Dianna Mendez on July 20, 2012:
I have had several friends experience this in the past five years. It is never pleasant and the children suffer from the process. Wish this was not a something that people would ever decide to do, but being better informed prior to marriage sometimes helps people to commit for life.
Sharilee Swaity (author) from Canada on July 20, 2012:
@Angela, I appreciate your comments. It is a difficult subject for all involved. Take care.
@Aethe, wow, that is interesting. You are so right -- bitterness can really come from the devastating loss of a marriage and it sounds like you experienced first hand. Thank you for sharing.
aethelthryth from American Southwest on July 19, 2012:
I did not have a strong opinion on divorce until I worked for a couple years in an office with 7 others, and I was the only one who had never been married and also the only one who had never been divorced. There was so much bitterness in the lives of the others. I would rather have been my great-uncle than any of them - he had 50+ years of a bad marriage, but his life seemed happier than any of theirs.

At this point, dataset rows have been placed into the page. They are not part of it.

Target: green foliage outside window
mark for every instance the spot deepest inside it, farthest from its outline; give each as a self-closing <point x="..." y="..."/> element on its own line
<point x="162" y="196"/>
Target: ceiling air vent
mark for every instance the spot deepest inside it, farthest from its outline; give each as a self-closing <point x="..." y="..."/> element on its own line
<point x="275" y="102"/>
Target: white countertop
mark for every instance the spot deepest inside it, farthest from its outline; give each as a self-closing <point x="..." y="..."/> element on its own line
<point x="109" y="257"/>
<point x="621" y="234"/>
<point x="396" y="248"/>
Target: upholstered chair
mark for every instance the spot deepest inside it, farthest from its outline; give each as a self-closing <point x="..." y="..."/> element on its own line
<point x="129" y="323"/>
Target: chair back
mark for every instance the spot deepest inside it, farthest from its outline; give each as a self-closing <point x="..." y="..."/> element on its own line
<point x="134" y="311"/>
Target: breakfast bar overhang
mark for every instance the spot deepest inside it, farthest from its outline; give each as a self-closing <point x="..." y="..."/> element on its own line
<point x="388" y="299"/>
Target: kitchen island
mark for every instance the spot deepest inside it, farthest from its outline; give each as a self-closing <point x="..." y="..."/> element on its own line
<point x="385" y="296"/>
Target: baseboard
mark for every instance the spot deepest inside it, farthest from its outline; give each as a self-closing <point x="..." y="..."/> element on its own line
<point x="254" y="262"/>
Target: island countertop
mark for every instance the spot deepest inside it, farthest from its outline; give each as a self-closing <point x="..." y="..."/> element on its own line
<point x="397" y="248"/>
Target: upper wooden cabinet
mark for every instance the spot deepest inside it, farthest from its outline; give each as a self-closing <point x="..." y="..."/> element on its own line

I was especially sorry for the daughter of one of them, whose father went on to marry twice more. This girl was closer to her ex-stepmother than to her father or the woman he was married to at that time. In other words, "family" did not have much meaning for her anymore.
Then, shortly after I did get married, the "mom and pop" my new husband worked for divorced at the same time they were selling us the business. We felt like we suffered through that one right along with their children. We wondered if the one who wanted the divorce in that case could possibly be under the impression that it was just a matter between the two of them!
Angela Blair from Central Texas on July 18, 2012:
Excellent Hub on a most difficult topic -- eloquently and tastefully done. Best/Sis
Sharilee Swaity (author) from Canada on July 18, 2012:
Kissayer, thank you so much. It is a very personal topic and very painful for so many people. Take care.
Kristy Sayer from Sydney, Australia on July 18, 2012:
Excellent hub for such a personal topic! Well done :)
Sharilee Swaity (author) from Canada on July 17, 2012:
Billy, I hear you. It is quite an ordeal to go through. Thanks so much for your kind words and you have a great day!
Bill Holland from Olympia, WA on July 17, 2012:
Been there, done that, and I have to say your article is right on in all aspects. Great to have you writing again; thoroughly enjoyed this insightful hub.